Neste momento a formação está suspensa, mas a nossa expectativa é que ela venha a ser retomada dentro de algum tempo, logo que houver uma normalização, e eles continuarão a fazer o trabalho para o qual foram para o Iraque”, advogou.

Notando que estas três dezenas de militares estão numa missão que teve início em novembro e terminará em maio, o ministro da Defesa apontou que “se não for para dar formação, então não faz sentido lá estarem”.

Os 35 militares atualmente integrados na coligação internacional estão afetos em exclusivo ao treino e formação das forças iraquianas.

Na missão da NATO, iniciada em 2018 e também de formação e treino, está, desde dezembro passado, uma major portuguesa, colocada igualmente na base de Besmayah.

“A nossa esperança é que se possa retomar o trabalho dentro das próximas semanas, porque é isso que faz sentido, é isso que dá sentido à nossa missão no Iraque. Se isso não for possível, então obviamente teremos de reequacionar a existência desta força nacional destacada no Iraque”, sublinhou.

Por agora, esclareceu João Gomes Cravinho, o Governo vai “esperar que a situação se esclareça”, na esperança de que “em breve possam retornar às atividades de formação”.

O ministro da Defesa Nacional explicou que militares portugueses “estão enquadrados pelo contingente espanhol, um contingente muito maior” do que o português.

“E já no fim de semana tive oportunidade de falar com a senhora ministra da Defesa de Espanha por telefone, comparar as nossas ideias.

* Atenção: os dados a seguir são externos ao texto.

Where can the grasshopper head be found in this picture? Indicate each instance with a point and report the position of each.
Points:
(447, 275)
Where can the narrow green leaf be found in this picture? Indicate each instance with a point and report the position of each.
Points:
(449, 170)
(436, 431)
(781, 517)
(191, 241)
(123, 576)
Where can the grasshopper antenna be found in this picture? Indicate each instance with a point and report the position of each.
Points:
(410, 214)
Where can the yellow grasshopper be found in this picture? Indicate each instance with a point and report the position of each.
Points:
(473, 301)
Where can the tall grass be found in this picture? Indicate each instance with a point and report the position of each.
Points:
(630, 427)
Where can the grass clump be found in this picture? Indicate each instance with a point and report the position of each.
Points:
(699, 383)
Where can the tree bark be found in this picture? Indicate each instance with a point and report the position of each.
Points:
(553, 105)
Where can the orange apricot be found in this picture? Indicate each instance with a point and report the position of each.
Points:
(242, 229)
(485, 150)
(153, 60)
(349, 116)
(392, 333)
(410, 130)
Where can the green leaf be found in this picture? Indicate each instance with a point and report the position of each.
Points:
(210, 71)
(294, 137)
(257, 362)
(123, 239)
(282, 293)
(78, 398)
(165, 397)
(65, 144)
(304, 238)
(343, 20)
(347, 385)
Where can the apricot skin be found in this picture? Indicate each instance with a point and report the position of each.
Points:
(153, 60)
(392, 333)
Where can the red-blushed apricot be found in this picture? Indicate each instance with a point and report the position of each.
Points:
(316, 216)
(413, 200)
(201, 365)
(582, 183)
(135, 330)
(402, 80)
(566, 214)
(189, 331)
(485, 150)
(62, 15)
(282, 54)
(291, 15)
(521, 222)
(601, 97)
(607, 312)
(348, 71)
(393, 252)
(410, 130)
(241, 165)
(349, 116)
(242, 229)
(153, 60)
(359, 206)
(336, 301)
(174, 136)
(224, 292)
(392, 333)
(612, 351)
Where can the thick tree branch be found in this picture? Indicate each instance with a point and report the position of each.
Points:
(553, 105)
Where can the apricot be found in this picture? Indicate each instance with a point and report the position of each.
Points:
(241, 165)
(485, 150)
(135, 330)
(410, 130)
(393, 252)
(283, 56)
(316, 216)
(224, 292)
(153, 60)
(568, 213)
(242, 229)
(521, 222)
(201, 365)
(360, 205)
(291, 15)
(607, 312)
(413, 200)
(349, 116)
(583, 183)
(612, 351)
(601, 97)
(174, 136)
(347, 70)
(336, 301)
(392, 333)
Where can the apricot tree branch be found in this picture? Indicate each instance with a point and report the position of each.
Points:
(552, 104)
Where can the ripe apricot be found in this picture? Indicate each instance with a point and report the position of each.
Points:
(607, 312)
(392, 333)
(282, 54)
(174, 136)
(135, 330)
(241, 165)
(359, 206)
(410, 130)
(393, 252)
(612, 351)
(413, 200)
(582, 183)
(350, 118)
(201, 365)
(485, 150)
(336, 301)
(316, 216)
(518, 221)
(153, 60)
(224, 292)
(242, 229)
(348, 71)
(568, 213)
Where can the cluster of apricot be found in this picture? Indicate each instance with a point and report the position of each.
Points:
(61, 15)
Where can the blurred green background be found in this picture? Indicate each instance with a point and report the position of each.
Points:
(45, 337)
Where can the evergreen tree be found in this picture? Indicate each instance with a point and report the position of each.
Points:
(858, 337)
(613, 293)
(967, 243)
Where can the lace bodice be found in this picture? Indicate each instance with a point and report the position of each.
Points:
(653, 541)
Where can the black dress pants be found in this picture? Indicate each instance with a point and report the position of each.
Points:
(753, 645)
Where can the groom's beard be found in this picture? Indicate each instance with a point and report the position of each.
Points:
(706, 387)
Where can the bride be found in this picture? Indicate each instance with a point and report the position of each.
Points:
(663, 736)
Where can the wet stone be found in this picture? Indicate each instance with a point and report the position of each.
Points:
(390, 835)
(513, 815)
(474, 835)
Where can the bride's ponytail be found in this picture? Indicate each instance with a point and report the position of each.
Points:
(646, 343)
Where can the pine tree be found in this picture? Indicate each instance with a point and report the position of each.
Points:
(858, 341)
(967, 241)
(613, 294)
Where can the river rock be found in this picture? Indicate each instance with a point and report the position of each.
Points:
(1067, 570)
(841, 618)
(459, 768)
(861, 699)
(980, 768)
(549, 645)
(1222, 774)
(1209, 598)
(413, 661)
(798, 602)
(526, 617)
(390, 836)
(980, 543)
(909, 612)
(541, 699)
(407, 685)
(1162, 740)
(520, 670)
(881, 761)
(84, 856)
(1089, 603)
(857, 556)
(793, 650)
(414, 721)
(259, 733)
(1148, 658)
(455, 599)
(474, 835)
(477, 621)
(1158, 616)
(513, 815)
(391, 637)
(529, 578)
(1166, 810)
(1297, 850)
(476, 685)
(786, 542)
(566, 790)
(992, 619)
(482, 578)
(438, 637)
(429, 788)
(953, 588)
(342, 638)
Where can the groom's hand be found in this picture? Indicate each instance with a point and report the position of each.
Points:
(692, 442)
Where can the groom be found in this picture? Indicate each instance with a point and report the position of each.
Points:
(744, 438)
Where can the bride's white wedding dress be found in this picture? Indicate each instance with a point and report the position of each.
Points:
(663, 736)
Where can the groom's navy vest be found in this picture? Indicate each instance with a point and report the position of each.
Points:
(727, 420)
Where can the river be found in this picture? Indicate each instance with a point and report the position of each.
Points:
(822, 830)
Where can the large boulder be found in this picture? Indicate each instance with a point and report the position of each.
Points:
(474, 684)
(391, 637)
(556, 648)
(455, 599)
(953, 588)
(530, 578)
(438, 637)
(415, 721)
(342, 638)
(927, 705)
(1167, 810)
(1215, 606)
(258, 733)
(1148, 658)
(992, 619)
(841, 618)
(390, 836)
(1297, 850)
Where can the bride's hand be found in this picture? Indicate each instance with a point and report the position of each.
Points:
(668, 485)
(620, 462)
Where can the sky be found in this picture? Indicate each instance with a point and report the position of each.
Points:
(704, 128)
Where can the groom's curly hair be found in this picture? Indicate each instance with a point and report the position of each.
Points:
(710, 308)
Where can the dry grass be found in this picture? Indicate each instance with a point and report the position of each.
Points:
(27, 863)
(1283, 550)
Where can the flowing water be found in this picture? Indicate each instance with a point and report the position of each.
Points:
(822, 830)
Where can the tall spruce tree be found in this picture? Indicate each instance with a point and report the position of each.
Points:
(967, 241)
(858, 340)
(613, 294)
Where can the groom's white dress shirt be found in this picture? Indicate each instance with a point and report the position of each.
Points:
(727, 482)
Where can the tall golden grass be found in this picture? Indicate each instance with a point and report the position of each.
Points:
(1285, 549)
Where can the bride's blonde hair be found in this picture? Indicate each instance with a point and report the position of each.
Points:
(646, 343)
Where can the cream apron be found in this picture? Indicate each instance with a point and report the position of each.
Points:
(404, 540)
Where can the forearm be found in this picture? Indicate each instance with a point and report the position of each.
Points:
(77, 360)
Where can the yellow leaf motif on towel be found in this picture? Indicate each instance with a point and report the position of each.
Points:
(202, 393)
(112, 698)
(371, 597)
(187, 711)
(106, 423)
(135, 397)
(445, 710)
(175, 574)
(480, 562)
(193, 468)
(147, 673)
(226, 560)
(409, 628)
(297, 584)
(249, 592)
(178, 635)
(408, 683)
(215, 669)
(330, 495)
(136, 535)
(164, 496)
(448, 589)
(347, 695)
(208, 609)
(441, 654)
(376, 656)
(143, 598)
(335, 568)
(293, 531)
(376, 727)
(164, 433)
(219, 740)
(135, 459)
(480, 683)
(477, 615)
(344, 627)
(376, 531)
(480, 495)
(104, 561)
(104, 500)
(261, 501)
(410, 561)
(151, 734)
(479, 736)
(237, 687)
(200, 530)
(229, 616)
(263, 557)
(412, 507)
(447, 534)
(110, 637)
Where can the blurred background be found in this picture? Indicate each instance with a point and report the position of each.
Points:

Estamos perfeitamente sintonizados, tal como com a generalidade dos países aliados”, precisou.

Fazendo referência à reunião de emergência, em Bruxelas, dos embaixadores dos 29 membros da NATO para discutir a crise entre Estados Unidos e Irão, o ministro português notou que “há um processo de definição, esclarecimento que está em curso”.

Na ótica de Gomes Cravinho, “obviamente que o governo e as autoridades iraquianas também têm de esclarecer aquilo que pretendem”.

Nessa reunião, os membros da Aliança Atlântica consideraram que um novo conflito no Médio Oriente “não é do interesse de ninguém” e apelaram à contenção por parte do Irão, afirmou o secretário-geral da NATO no final do encontro.

O general Qassem Soleimani, comandante da força de elite iraniana Al-Quds, morreu na sexta-feira num ataque aéreo contra o carro em que seguia, junto ao aeroporto internacional de Bagdad, ordenado pelo Presidente dos Estados Unidos, Donald Trump. No mesmo ataque morreu também o “número dois” da coligação de grupos paramilitares pró-iranianos no Iraque, Abu Mehdi al-Muhandis, conhecida como Mobilização Popular [Hachd al-Chaabi], além de outras oito pessoas.

O ataque ocorreu três dias depois de um assalto inédito à embaixada norte-americana que durou dois dias e apenas terminou quando Trump anunciou o envio de mais 750 soldados para o Médio Oriente.

O Irão prometeu vingança e anunciou no domingo que deixará de respeitar os limites impostos pelo tratado nuclear assinado em 2015 com os cinco países com assento no Conselho de Segurança das Nações Unidas — Rússia, França, Reino Unido, China e EUA — mais a Alemanha, e que visava restringir a capacidade iraniana de desenvolvimento de armas nucleares. Os Estados Unidos abandonaram o acordo em maio de 2018.

No Iraque, o parlamento aprovou uma resolução em que pede ao governo para rasgar o acordo com os EUA, estabelecido em 2016, no qual Washington se compromete a ajudar na luta contra o grupo terrorista Estado Islâmico e que justifica a presença de cerca de 5.200 militares norte-americanos no território iraquiano.

Na sequência da morte de Soleimani, a NATO e a coligação internacional liderada pelos EUA de combate ao “Daesh” (acrónimo árabe do grupo extremista Estado Islâmico), designada “Inherent Resolve”, anunciaram, respetivamente no sábado e no domingo, a suspensão das atividades de formação e treino.